Facts
- Kendricks owned land on which a disused petrol tank had been buried, emptied, and rendered safe, but the tank was not removed or filled in.
- A group of children trespassed onto Kendricks’s property and, while playing, lit a fire near the tank.
- The fire caused an explosion, injuring Perry, a bystander.
- Perry brought a negligence claim against Kendricks, arguing that Kendricks failed to take reasonable steps to prevent harm from the petrol tank.
- Kendricks relied on the "act of a stranger" defense, contending the injuries resulted from unforeseeable and independent actions of the children.
Issues
- Whether Kendricks owed a duty of care to prevent harm arising from third-party misuse of the property.
- Whether the harm was caused by a foreseeable risk for which Kendricks could be held liable.
- Whether the "act of a stranger" defense could relieve Kendricks of liability in these circumstances.
- Whether the chain of causation between Kendricks’s conduct and Perry’s injury was broken by the children’s independent act.
Decision
- The court found that Kendricks had taken reasonable steps to render the petrol tank safe by emptying it.
- It was held that the duty of care did not extend to guarding against every conceivable misuse by third parties.
- The court determined that the risk of children trespassing and setting a fire near the petrol tank was unforeseeable.
- The "act of a stranger" defense applied, as the children’s actions were independent and unforeseeable.
- The immediate cause of harm was the act of the children, not Kendricks’s conduct; thus, the causal link was too remote to fix liability on Kendricks.
Legal Principles
- A defendant’s duty of care in negligence extends only to foreseeable risks, not to every possible misuse by third parties.
- The "act of a stranger" defense absolves a defendant from liability where harm arises from unforeseeable, independent third-party acts.
- Causation in negligence requires a direct, foreseeable link between the defendant’s conduct and the harm suffered; unforeseeable interventions by third parties can break this chain of causation.
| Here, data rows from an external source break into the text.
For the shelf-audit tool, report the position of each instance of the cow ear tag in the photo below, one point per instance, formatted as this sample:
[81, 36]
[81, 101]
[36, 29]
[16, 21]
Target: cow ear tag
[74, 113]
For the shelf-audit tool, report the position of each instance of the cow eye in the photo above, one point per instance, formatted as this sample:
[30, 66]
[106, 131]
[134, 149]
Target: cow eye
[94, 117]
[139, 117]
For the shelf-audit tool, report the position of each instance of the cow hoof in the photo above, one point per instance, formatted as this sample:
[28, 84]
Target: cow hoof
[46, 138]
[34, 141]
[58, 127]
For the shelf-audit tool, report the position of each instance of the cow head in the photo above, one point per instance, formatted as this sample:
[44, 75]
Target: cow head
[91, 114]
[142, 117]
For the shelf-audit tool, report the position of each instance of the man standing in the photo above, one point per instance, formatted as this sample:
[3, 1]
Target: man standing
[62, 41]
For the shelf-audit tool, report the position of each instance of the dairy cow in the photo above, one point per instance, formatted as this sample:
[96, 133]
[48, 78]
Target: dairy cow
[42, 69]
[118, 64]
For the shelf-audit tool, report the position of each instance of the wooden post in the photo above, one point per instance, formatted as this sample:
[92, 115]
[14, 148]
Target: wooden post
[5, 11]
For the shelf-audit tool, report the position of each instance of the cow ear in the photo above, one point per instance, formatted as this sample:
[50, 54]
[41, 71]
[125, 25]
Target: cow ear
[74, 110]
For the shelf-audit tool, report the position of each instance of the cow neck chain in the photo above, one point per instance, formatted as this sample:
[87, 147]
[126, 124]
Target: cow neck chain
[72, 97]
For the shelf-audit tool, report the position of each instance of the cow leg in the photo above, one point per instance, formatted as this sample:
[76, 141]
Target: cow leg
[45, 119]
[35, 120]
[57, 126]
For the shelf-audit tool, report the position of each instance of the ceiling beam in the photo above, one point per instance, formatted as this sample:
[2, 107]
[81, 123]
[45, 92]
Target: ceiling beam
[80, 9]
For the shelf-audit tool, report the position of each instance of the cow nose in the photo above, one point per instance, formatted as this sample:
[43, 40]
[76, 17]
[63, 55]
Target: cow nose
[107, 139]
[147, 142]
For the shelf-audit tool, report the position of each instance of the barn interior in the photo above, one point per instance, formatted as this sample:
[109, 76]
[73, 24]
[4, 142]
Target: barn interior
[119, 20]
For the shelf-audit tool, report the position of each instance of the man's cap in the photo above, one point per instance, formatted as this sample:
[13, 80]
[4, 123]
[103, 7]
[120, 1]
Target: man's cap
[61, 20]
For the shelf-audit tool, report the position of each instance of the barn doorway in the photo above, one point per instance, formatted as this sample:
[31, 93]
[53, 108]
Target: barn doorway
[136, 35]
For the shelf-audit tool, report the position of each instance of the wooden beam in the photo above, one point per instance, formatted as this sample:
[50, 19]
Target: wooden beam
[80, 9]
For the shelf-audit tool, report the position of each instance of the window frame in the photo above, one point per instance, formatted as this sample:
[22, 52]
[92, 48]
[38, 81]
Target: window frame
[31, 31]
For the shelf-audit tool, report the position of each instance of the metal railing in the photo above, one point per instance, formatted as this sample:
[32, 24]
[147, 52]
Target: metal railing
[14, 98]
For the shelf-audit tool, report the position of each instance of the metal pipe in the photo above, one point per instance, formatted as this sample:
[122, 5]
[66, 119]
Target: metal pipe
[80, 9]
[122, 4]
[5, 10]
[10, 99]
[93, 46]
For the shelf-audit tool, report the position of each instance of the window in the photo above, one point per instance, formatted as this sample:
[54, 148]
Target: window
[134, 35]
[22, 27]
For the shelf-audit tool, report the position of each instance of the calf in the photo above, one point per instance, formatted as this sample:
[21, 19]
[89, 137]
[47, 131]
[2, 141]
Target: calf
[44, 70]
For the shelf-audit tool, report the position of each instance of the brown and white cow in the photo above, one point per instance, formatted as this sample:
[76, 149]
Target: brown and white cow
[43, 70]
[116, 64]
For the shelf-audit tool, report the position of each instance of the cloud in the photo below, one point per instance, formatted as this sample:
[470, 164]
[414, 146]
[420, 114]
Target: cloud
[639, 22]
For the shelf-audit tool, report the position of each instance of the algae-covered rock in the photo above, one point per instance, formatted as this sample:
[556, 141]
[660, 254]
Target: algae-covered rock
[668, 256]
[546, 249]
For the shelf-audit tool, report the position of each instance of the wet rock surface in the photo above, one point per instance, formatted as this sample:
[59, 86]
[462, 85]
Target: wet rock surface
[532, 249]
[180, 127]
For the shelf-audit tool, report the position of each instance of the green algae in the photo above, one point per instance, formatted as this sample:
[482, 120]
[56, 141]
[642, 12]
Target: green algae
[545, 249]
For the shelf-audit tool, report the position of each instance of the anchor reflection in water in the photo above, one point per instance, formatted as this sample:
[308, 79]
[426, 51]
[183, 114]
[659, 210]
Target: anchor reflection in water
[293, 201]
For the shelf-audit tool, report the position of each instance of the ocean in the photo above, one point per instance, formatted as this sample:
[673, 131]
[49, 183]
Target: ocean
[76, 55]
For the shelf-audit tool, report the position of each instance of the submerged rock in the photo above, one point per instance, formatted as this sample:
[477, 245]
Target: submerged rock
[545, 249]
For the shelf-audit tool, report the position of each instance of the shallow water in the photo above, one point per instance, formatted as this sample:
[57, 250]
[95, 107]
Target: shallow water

- Remoteness of damage limits liability to consequences which are reasonably foreseeable.
Conclusion
Perry v Kendricks [1956] 1 WLR 85 confirmed that a defendant is not liable in negligence for harm caused by the unforeseeable and independent act of a third party, reinforcing the boundaries of duty of care and causation in English tort law through application of the "act of a stranger" defense.